The shadow home secretary, Nick Thomas-Symonds, wrote to the actual home secretary, Priti Patel, to request, among other things, the introduction of a robust testing regime in airports. He wrote: “The government’s handling of arrivals into the UK has lacked urgency, coherence and clarity from the outset, including being too slow to implement controls at the onset of the crisis.” It would be difficult to express it more clearly.

• It was reported, following research in the US with 1,000 children, that youngsters could exhibit the main symptoms of COVID-19 – fever, persistent dry cough, and loss of taste or smell – but could also experience vomiting, nausea and diarrhoea. As it has long been known that coronaviruses cause diarrhoea in calves, foals and other animals, including cats and dogs, as well as respiratory diseases, this was hardly a surprising revelation. [see entry for 11th February]

 

8th September

Boris Johnson said he feared people were becoming complacent and that was leading to a spike in infections. The following day he announced new restrictions with, among other things, only six people allowed to meet up. “We must act,” he said, and the government’s chief scientific adviser and chief medical officer were in full agreement.

 

9th September

It was reported that an 84-year-old man from Chatham in Kent, who died in hospital on 30th January, may have been the first fatality from COVID-19 in the UK and possibly the first outside China. It had previously been thought that the first fatality in the UK had been on 5th March. The man’s death had originally been attributed to heart failure and pneumonia but the Kent coroner said that the virus had been found in his lung tissue and listed his cause of death as COVID-19. The man had not been out of Britain. No explanation was forthcoming for the extraordinarily long time for the coroner’s findings to be published.

This death cast doubt on previous opinions of when the virus had first begun to affect people and also appeared to vindicate those in a number of countries, including the UK, who had reported suffering from a mild but lingering respiratory condition, not dissimilar in a number of respects to pneumonia or flu, during the latter part of 2019 and early 2020. It also cast further doubt on China’s actions during the latter part of 2019.

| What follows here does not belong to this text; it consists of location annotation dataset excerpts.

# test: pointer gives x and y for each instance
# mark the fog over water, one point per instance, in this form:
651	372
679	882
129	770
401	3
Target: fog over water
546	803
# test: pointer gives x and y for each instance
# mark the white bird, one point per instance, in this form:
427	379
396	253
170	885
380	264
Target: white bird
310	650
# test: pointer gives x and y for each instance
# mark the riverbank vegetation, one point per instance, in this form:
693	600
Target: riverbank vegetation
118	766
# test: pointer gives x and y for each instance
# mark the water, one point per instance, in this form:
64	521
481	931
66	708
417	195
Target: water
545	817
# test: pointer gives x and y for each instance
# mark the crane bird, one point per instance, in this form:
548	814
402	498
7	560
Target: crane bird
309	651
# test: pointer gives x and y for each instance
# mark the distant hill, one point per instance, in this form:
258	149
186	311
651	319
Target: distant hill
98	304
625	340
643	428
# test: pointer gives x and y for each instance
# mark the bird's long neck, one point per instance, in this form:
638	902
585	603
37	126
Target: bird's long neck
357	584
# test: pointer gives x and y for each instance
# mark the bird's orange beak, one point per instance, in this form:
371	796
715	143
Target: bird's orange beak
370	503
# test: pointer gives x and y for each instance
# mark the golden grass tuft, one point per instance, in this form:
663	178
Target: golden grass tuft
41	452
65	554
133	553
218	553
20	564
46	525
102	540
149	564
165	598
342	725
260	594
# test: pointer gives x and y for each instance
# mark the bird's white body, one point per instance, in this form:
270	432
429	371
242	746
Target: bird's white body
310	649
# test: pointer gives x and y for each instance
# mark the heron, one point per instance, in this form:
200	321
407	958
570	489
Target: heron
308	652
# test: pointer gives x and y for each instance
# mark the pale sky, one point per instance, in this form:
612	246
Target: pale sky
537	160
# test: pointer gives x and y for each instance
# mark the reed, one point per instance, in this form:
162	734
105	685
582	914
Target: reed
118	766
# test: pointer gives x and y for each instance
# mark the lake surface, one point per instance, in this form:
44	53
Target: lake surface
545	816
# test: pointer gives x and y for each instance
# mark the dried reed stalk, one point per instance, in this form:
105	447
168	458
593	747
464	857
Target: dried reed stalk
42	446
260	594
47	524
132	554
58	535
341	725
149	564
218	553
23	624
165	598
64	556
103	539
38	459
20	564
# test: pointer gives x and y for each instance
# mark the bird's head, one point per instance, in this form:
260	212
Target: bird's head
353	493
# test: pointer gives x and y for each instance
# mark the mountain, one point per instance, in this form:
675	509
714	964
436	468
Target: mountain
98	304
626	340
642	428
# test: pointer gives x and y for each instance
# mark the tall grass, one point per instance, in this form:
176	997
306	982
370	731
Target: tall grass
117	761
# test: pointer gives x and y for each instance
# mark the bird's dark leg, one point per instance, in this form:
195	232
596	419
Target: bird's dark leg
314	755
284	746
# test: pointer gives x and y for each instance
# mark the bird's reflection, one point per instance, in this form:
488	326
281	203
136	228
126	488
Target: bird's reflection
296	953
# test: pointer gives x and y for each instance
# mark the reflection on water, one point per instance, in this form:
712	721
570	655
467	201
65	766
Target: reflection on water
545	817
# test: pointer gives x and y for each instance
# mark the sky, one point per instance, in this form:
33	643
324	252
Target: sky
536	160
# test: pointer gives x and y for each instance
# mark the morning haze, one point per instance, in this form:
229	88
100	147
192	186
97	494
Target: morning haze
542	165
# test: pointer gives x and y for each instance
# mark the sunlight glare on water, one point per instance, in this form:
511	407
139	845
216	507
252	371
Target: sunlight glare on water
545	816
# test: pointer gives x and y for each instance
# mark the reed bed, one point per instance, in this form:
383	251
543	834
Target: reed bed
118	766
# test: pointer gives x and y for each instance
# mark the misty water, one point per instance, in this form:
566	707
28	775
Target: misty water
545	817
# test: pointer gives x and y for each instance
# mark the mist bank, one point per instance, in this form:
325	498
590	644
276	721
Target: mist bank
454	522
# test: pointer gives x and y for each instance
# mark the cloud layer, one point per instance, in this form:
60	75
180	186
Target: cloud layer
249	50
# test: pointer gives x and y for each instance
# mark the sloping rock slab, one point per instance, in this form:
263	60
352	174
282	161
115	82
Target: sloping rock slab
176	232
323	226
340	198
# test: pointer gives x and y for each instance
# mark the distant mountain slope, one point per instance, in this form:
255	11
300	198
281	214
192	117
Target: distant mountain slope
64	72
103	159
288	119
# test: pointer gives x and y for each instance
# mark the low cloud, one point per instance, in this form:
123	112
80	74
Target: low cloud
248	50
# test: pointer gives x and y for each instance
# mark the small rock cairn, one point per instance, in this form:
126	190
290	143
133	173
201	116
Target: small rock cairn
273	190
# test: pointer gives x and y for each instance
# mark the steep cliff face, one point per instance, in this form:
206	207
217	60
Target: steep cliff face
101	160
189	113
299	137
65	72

In a televised address to the nation, Boris Johnson announced a plan to deliver up to 10 million tests a day – “Operation Moonshot”. By the following day sceptics were pointing out that such a scheme would cost in the region of £100 billion (see entry for 22nd August when “Operation Moonshot” was first announced). Mr Johnson said a mass testing programme was “our only hope for avoiding a second national lockdown before a vaccine”.

• This is probably a good day to stop compiling the diary. Operation Moonshot is the most absurd proposal yet put forward by the PM and his Health Secretary – but its name indicates that both men, along with some of the “expert” advisers, are inhabiting a different celestial body from we earth-bound mortals, so there is not much more can be said.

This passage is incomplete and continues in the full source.